Actually we never saw an apples to apples comparison anywhere which shows that Macs are slower than Wintels... We have YET to see Macs compared to Wintels under heavy tasks while multitasking (which if you ask me the Macs beat EASILY the Wintels). Don't forget that performance is just one factor when one decides to buy a computer! The most important factors are: What you want to do with your computer and how you want to do it! Even on Wintels when one wants stability AND performance he doesn't buy JUST the top performing parts but the most stable ones... Some examples:
-ECC SDRAM PC133 versus DDR266
-Athlon MP 2400 versus Athlon XP 2800
-Xeon/2800 versus P4m/2400 versus P4/3060!!!

"That's generally it.  Thanx 4 ne response!  "

You are welcome and I really hope that you will be able to buy a Mac ASAP 

If money isn't a problem (I know that always is but...) go with the best G4 based Mac you can! And in any way you can't go wrong by buying a Mac with the word Power infront of it


----------



## gnubie (Feb 6, 2003)

I was looking to buy a new laptop for travel (work and recreation) since my current laptop is an old 133 MHz bookend.
What I really wanna do with it are several things
1) Digital photo editing and graphics
2) video editing
3) I am more of a command line guru than a GUI person and MAC OS X has the stuff I need/want (although i do have a distro of Linux).
4) There are pics that I have in Apple format that can't be read in Window$

Bottom line, I just wanted a new laptop and thinking of going the way of the Mac (so I can migrate away from Windows).

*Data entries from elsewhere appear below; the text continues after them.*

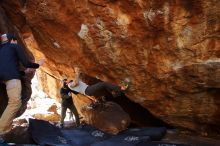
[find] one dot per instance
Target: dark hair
(64, 80)
(11, 37)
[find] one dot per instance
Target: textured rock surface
(169, 49)
(108, 117)
(7, 26)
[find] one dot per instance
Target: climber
(67, 102)
(11, 54)
(94, 90)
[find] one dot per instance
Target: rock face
(169, 49)
(108, 117)
(7, 26)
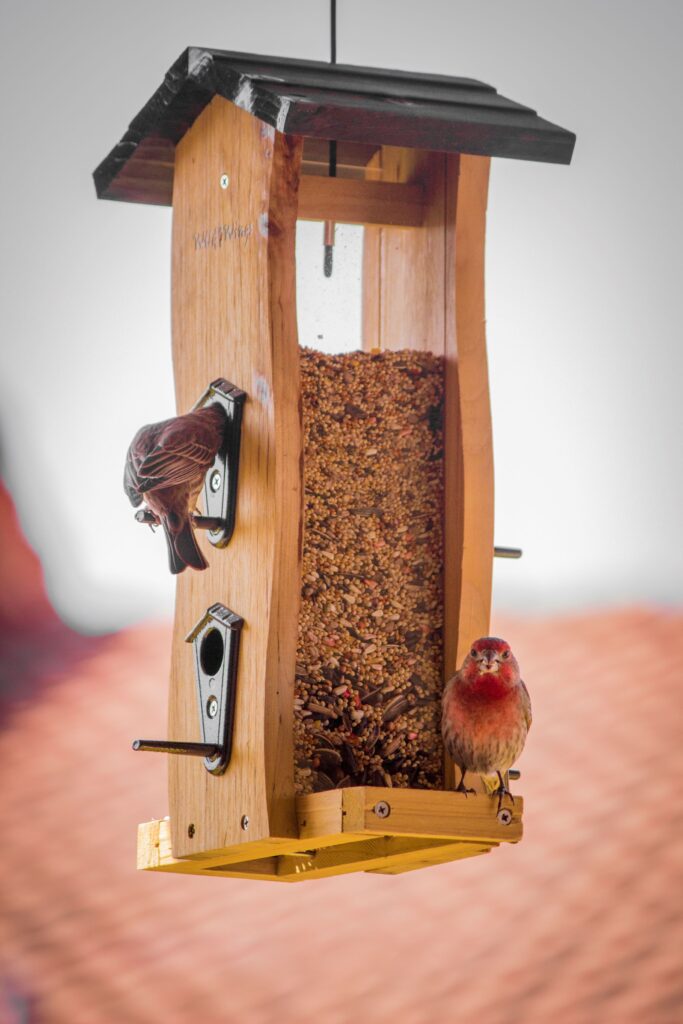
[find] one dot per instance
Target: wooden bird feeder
(239, 144)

I want the G4 PowerBook but it is initially expensive so either I'll go 4 the 15" or the 12" G4 OR go the 17" G3 route.


----------



## dlloyd (Feb 6, 2003)

There is no 17" G3. The models are as folows:

G4: 12", 15", and 17"
G3: 12" and 14" (I have the 14" and I am very happy with it)


----------



## gnubie (Feb 6, 2003)

My bad


----------



## jeb1138 (Feb 6, 2003)

Apple supports the open source movement!  Need I say more?    Examples:  OS X is Unix, Darwin source code is available for all, Safari is based on open source KHTML and KJS and improvements are being sent back to the community, and Apple has created an very good X Window System for OS X.  Check it out:
http://www.apple.com/macosx/x11/


----------



## symphonix (Feb 6, 2003)

1) What can Macs do for me that Windoze can't do? 

You sound like you are comfortable with, or at least interested in, open-source unix/Linux. Under Mac OS X, you can compile and run your Gnu/Unix software such as OpenOffice, Gimp, KDE, Gnome, Enlightenment, Abiword, and hundreds of other titles and run them on the same desktop and filesystem you use for commercial applications like PhotoShop, Illustrator and M$ Office.
You have an Apache web-server, FTP server, SSH access and Samba all working right out of the box. This means you can design a website using tool such as DreamWeaver, InDesign, Fireworks and Flash, and then serve it out the same system, allowing you to edit it live.
The Mac is immune to 99% of viruses. There are only around 40 known virii and most of those are MS-Office macro viruses. 10.2's junk-mail protection is fantastic and accurate, and will help you get away from spammers for good.
You have comprehensive and up-to-date programming tools for C, C++, Objective-C, Perl, PHP, Java and many more. Apple provides Developer's tools, documentation and source code as a free service.
You can also script your applications using AppleScript, which lets you automate simple but tedious tasks. 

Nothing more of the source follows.